Late on 15 November 2017, Cash Converters International Limited announced to the ASX that it had been the victim of a cyber-attack.
The announcement stated (in part) that:
"[CCV] has received an email threat from a third party claiming to have gained unauthorised access to customer data within a Cash Converters’ United Kingdom website...The unidentified third party’s threat included the widespread release of the data unless it receives a financial payment."
The announcement went on to state that the accessed data:
- related to a decommissioned website operated by a third party in the United Kingdom; and
- may have included personal details, purchase history, passwords and, in some cases, masked credit card details of customers.
Latest attack emphasises the need to be vigilant
This latest attack follows a series of serious cyber-attacks that have occurred in 2017. These attacks include the WannaCry ransomware attack in May and the NotPetya cyber-attack in June.
Each of these attacks affected some of the world's largest businesses and were based upon the vulnerability in Microsoft Windows known as EternalBlue, the details of which were allegedly stolen from the NSA by hacking group, the Shadow Brokers.

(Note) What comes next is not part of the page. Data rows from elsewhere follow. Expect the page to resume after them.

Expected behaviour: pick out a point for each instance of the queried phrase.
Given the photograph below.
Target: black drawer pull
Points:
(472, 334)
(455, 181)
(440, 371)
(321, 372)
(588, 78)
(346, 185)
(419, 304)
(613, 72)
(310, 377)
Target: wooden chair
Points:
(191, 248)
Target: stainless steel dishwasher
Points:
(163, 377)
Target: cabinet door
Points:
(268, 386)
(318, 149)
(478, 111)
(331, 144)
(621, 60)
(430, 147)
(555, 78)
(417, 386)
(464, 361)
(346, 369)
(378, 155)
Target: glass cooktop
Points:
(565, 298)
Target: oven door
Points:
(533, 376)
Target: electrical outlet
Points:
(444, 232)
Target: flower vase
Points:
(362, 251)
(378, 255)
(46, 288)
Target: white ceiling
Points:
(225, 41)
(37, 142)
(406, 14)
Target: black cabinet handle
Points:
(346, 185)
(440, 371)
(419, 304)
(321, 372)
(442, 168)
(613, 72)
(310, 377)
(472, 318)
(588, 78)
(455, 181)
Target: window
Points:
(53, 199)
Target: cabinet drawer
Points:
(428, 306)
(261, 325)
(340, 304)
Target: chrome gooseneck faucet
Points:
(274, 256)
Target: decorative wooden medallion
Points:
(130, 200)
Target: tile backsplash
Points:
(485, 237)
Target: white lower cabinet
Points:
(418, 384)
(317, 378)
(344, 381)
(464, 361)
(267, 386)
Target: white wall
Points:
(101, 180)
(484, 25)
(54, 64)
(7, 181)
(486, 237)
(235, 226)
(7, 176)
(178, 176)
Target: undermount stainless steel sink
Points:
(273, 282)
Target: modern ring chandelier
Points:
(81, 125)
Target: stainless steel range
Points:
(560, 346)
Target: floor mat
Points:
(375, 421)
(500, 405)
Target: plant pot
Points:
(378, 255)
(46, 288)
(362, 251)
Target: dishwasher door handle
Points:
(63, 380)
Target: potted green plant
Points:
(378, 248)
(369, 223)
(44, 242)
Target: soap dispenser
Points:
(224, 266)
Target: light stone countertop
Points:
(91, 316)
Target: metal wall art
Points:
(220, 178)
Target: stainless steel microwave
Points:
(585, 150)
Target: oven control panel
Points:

Other cyber-security events in 2017 include the revelation that Appleby, a law firm based in Jersey and Bermuda, was the subject of a cyber-attack in 2016 which led to the disclosure of a huge volume of confidential documentation and various security lapses which have led to the exposure of personal information to the public. An example of such a lapse is the recent exposure by an Australian Government contractor of the personal details of staff from an Australian company.
The frequency with which such attacks are occurring is a stark reminder to organisations that they need to be vigilant in the maintenance of their defences to possible cyber-attacks.
It is not enough for organisations to assume that its internal IT department or external IT consultants will be doing all that is necessary to maintain the defences of the organisation.
Rather, the boards and senior management of organisations need to be actively engaged in the steps being taken to minimise the risk that their organisation will be the next hit and so as to ensure that they discharge the duties that they owe to their organisation. In this regard, ASIC has previously stated that "[e]ffective corporate governance should involve active engagement by directors and the board in managing any applicable cyber risks".
Being prepared for the worst
The fact that any number of large and sophisticated organisations have suffered from cyber-attacks in 2017 demonstrates that all organisations are at risk.
That being so, businesses of all sizes should consider what steps they have taken, and can take, to mitigate the impact of a cyber-attack and the plans which they have in place to respond to such an attack.
Steps which organisations should be taking include:
Listed entities will also need to consider how they will deal with a cyber-attack in the context of their continuous disclosure obligations. As the recent announcement by Cash Converters International Limited demonstrates, even an attack which does not impact upon a listed entity's financial forecasts may still need to be announced to the market.
The need for such an announcement carries with it the risk of unwanted media attention and reputational damage. That being so, it is necessary for any data breach response plan to provide guidance as to the steps that the organisation should take to handle media enquiries and to minimise any reputational damage, particularly in the case of listed entities.
Impact of the mandatory data breach notification scheme
From 23 February 2018, the Privacy Act 1988 (Cth) will include a mandatory data breach notification scheme.
The mandatory data breach notification scheme will require organisations and Federal agencies subject to the Privacy Act to promptly notify the OAIC and any potentially affected individuals of an "eligible data breach".
The imminent introduction of this scheme only increases the imperative for organisations to get their house in order by taking the steps identified above.
Importantly, the obligation to notify the OAIC and potentially affected individuals will not arise if the organisation is able to take action before any serious harm is caused by the breach. This exemption from the mandatory notification scheme demonstrates the value of being proactive and having detailed plans in place which facilitate early detection and action.
The introduction of this scheme also means that all entities will need to ensure that their data breach response plans extend to the manner in which the organisation will manage the public relations issues that will almost certainly arise once it begins to provide the mandated notifications.